Researchers find that properties of Gold-nanorods can be tuned by applying external forces for devising sensors that can detect trace amounts of molecules
In a recent study, researchers have found that properties of Gold-nanorods can be tuned by applying external forces for devising sensors that can detect trace amounts of molecules, paving the way for more efficient way of detecting food contamination.
Gold nanorods have unique plasmonic properties. They can be used as sensors in the detection of minute amounts of particles (femto-moles of molecules) and also in the fluorescent enhancement of low-quantum yield molecules. To be used as sensors, they needed to arrange the particles in 2D arrays.
W. Zaibudeen and Ranjini Bandyopadhyay from the Raman Research Institute, Bangalore, an autonomous institute of the Department of Science & Technology, Govt. of India, tried to enhance the domain sizes of the ordered nanorods by applying an electric field. They changed the field's direction and amplitude, which provided them control over the domain morphologies.
A colloidal droplet of gold nanorods (Au-NR) was placed in an electric field while it was evaporating. During this event, the nanorods formed an assembly which led to the formation of very minute and distinct structures or patterns. Observation of these structures helped the researchers to understand that these gold nanorods get pushed from the droplet’s centre to its edge due to the presence of an outward flow in the drop, resulting in the formation of the coffee stain-like patterns.
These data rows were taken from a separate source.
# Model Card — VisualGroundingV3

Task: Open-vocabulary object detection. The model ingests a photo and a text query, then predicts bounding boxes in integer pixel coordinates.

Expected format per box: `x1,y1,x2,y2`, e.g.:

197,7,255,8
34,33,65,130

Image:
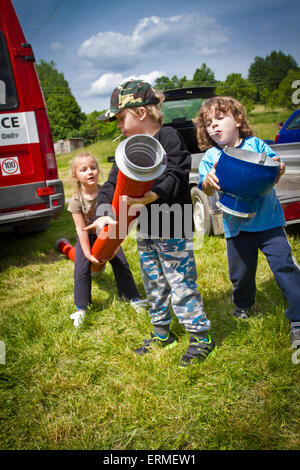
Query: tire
191,186,212,235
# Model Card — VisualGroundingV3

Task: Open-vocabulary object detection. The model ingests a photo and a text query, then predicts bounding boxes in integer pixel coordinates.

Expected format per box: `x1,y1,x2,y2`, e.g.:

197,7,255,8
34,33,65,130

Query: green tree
266,69,300,109
248,51,298,99
79,111,120,144
36,60,86,141
216,73,256,112
192,63,217,86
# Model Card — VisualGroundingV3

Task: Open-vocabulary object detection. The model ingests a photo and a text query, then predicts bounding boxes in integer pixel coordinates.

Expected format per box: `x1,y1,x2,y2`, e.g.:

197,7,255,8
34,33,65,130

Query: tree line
37,51,300,144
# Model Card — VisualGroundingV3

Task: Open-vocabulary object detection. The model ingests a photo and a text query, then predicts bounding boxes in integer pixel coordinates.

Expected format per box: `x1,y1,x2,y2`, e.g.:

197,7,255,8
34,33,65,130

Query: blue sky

When these patterns were observed using a very powerful microscope, it was seen that, while most of the nanorods gathered along the outer edge of the ring, some particles remained in a scattered arrangement in the central part of the ring. This meant that there must have been a flow that counteracted the outward flow. This counter-flow occurred due to the Marangoni effect -- a phenomenon that results from the gradients in surface tension. This effect prevents the solid particles from depositing at the edge and hence prolongs the entire process. This work has been published in the journal ‘Soft Matter’ recently.
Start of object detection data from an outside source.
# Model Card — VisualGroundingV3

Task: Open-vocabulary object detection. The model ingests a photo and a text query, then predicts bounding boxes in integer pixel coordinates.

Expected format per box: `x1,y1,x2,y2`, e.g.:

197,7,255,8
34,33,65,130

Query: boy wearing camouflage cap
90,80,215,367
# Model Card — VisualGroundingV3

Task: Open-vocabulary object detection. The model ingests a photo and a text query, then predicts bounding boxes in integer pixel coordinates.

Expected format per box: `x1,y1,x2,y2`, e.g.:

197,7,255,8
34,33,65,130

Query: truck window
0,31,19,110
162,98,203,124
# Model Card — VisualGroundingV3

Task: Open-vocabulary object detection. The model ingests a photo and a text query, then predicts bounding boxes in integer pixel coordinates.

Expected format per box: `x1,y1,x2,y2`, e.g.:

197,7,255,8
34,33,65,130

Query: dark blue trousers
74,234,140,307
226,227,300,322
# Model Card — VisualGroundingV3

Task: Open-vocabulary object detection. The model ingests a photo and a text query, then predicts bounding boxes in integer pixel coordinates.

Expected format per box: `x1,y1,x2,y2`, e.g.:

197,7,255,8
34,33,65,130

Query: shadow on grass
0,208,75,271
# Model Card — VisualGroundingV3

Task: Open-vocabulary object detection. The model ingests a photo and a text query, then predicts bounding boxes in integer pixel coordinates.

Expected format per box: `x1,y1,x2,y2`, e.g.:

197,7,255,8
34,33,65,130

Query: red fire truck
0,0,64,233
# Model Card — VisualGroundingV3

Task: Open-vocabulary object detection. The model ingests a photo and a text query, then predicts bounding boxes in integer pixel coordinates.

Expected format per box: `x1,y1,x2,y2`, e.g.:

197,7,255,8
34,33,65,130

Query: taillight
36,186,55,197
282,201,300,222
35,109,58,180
The research team studied how the Au-NRs react in the absence and presence of DC electric field. Multiple regions of homogeneously aligned Au-NR were detected in the absence of a DC electric field. When a DC electric field was applied perpendicular to the substrate, the Au-NRs at the outer coffee ring edge rotated and aligned along the applied field’s direction. However, in other regions of the coffee ring, the orientation of the Au-NR clusters was found to be insensitive to the presence of the electric field.
The scientists concluded that, by applying external forces, the properties of these nanorods can be tuned, leading to technological implications like devising sensors for detecting trace amounts of molecules.